Desengañémonos, las élites europeas no nos ayudarán. Muchos ciudadanos europeos simpatizan con nosotros pero no la mayoría de sus dirigentes. Y no lo harán porque saben que el peligro más importante no es que aumente el número de estados europeos, sino que haya emergido una ciudadanía activa, organizada, con una capacidad de resolución, de improvisación y de inventiva política sorprendente. En el fondo, a los poderes fácticos que mueven los hilos en Europa no les importa que se siga un modelo de activismo basado en la resistencia pacífica, pero sí que les inquieta la gran determinación que se ha mostrado a la hora de decir que ya no se piensa seguir aceptando más los instrumentos de gobierno autoritarios o que no responden a las necesidades de los gobernados, ni respetan su condición de ciudadanía implicada en la cosa pública.
Europa está atravesando desde hace años no sólo una gran crisis económica sino también una crisis política de primer orden. Una Europa esquizofrénica que, por una parte, levanta la bandera de los derechos humanos y, por otra, aplica políticas neoliberales que no hacen más que ponerlos en entredicho o literalmente suspenderlos. Los dos ejemplos más trágicos seguramente son, en primer lugar, los políticos griegos cediendo a las presiones y a las amenazas de la troika a pesar del «no» que habían expresado sus conciudadanos en las urnas y, en segundo lugar, la inacción y la desidia ante el drama de las personas que buscan refugio en nuestro continente.

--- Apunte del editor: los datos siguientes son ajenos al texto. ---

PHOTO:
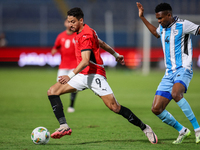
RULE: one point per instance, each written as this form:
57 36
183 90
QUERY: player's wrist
71 74
115 55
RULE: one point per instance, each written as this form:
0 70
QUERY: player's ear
81 20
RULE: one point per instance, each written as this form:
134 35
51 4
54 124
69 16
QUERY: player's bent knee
156 111
115 108
49 92
177 96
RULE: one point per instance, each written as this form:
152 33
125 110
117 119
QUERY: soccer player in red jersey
90 74
65 44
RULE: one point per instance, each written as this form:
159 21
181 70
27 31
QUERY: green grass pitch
24 106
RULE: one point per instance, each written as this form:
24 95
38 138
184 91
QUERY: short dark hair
76 12
163 7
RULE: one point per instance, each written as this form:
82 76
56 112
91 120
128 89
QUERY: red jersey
87 39
65 44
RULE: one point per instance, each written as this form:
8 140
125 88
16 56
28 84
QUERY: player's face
67 25
74 23
164 18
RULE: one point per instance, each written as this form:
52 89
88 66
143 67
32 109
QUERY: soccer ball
40 135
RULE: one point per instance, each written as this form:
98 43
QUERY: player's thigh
111 102
159 104
59 89
183 78
62 72
99 85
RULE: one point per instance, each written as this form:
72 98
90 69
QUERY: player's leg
62 72
71 108
158 108
54 97
161 100
113 105
99 85
177 93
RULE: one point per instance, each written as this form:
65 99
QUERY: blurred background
28 29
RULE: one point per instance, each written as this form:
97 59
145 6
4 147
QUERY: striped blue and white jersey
177 44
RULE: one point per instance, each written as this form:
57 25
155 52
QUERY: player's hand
63 79
53 51
140 9
120 59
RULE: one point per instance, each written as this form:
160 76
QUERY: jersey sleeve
158 30
57 43
190 27
86 43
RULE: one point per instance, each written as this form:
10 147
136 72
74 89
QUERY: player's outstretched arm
53 51
151 28
106 47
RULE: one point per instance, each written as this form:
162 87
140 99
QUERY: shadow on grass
160 141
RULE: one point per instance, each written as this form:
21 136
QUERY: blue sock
184 105
167 118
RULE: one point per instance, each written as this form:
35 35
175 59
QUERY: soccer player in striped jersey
64 43
175 35
89 74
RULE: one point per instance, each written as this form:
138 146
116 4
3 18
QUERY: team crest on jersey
175 32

Lo que más incomoda de este movimiento social que ha ido germinando en Cataluña, y que cada vez es más seguido con curiosidad por muchos ciudadanos europeos, es que se convierta en modelo de empoderamiento, que pueda llegar a ser imitado, que su fuerza política se convierta viral. Y es que no estamos ante una reivindicación que afecta sólo a Cataluña. La experiencia política que se ha ido tejiendo entre miles y miles de catalanes lleva en su seno un valor universal: el de los individuos que deciden ocupar la plaza pública y convertirse en protagonistas de las decisiones políticas.

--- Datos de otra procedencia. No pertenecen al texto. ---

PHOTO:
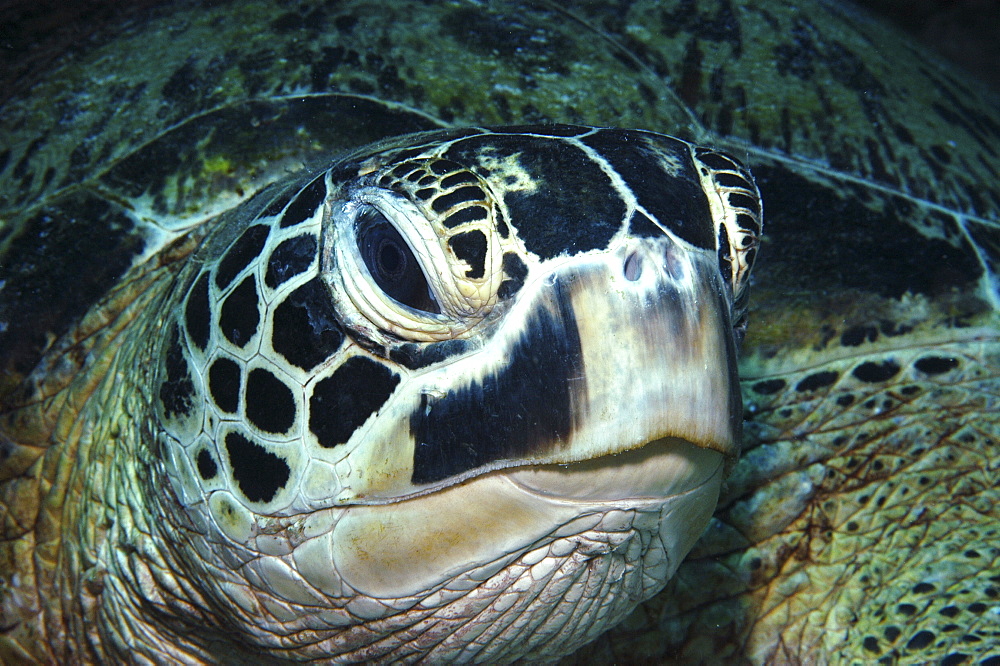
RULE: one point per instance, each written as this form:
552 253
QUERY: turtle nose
659 256
633 266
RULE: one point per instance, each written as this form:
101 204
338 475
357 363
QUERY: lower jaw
661 469
415 546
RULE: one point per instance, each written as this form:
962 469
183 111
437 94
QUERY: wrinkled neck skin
120 570
151 582
164 588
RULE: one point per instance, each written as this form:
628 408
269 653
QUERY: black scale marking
515 271
573 195
259 473
874 372
469 214
443 166
270 404
207 466
553 130
725 258
305 329
471 247
291 257
677 202
305 204
732 180
224 378
198 313
747 223
459 178
342 402
177 391
239 317
717 161
524 408
278 204
935 365
816 381
245 249
743 201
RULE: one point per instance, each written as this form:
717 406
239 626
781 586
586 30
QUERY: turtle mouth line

En este momento del Procés, lo que anima este movimiento social es la defensa de la dignidad política. La dignidad no debe ser entendida sólo como un regalo, como algo intrínseco a todo ser humano, sino también, y sobre todo, como una tarea, como un deber. Cada vez que bajamos la cabeza ante formas de gobierno intolerables, nuestra dignidad se resiente, pero los seres humanos, que habitualmente somos tan obedientes y disciplinados, llega un momento que nos plantamos.

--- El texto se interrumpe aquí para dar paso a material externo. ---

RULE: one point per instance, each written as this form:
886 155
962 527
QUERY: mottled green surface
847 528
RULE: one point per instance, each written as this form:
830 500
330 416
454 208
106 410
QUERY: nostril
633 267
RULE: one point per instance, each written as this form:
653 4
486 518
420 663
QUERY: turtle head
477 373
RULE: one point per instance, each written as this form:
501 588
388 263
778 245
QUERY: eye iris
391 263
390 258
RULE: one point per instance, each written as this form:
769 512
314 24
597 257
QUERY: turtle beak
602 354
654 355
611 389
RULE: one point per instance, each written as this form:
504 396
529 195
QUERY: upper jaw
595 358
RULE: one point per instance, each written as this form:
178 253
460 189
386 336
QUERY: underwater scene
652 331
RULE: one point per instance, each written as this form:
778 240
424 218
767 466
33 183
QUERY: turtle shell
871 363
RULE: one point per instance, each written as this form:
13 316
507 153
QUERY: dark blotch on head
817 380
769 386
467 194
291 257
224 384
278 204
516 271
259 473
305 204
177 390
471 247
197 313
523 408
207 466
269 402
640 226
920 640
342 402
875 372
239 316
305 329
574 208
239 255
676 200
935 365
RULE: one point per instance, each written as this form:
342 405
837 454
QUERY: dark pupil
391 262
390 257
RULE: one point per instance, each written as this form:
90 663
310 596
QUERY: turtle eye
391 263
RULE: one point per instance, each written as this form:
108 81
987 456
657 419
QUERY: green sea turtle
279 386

Lo que más me impresiona de este movimiento social nacido de la problemática específica del movimiento independentista catalán en su forma actual es que desborda este marco y lo convierte en una experiencia política universal. Lo que me parece vislumbrar en este movimiento social que incomoda a los dirigentes europeos es que puede llegar a ser un catalizador para convertir el malestar político de muchos ciudadanos europeos en alguna forma de contestación política más organizada y efectiva. Las instituciones europeas amenazan a este movimiento social catalán, o lo dejan a la intemperie, y callan incluso cuando se encarcela a sus caras más visibles. Espero que muy pronto sientan el retorno del bumerán.